Wondering what is going on in Glen Canyon? A fantastic winter snowfall in the Rockies is currently melting, and on Friday, July 1 the inflow to Lake Powell measured 78,849 cubic feet per second. At the same time, the outflow of water released down the Colorado River through the Grand Canyon to Lake Mead was 24,522 CFS, which is the maximum power generating capacity of the electric station at Glen Canyon Dam. As a result, Lake Powell is currently rising eight inches each day; the Lake level has risen ten feet in the last two weeks. The result for boaters is a myriad of dangerous obstacles barely covered by water, capable of injuring boats and boaters alike. In addition to the rocks, the rising water is floating once-beached logs, bark, and trash, creating additional hazards.

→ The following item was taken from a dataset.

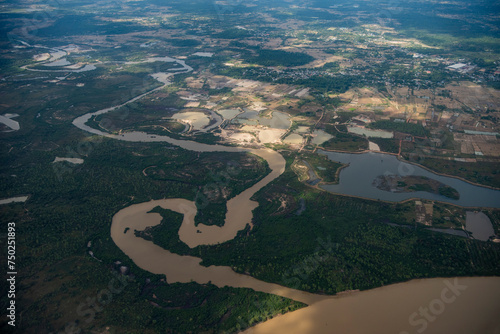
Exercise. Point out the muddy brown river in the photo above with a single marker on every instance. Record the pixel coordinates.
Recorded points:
(463, 305)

Some Specific Lake Powell Notes:
• Wiregrass Canyon (behind Lone Rock( currently has at least five rock hazards just below the current water level.
• The entrance to Labyrinth Canyon is very difficult to navigate at the current water level.
• The camping area at Lone Rock Beach is disappearing daily, as the rising water submerges more of the sandy beach. This is true of many camping beach areas.
• The water temperature for swimming is seven degrees cooler than normal (currently 70.6), due to the continued large inflows of snow-melt.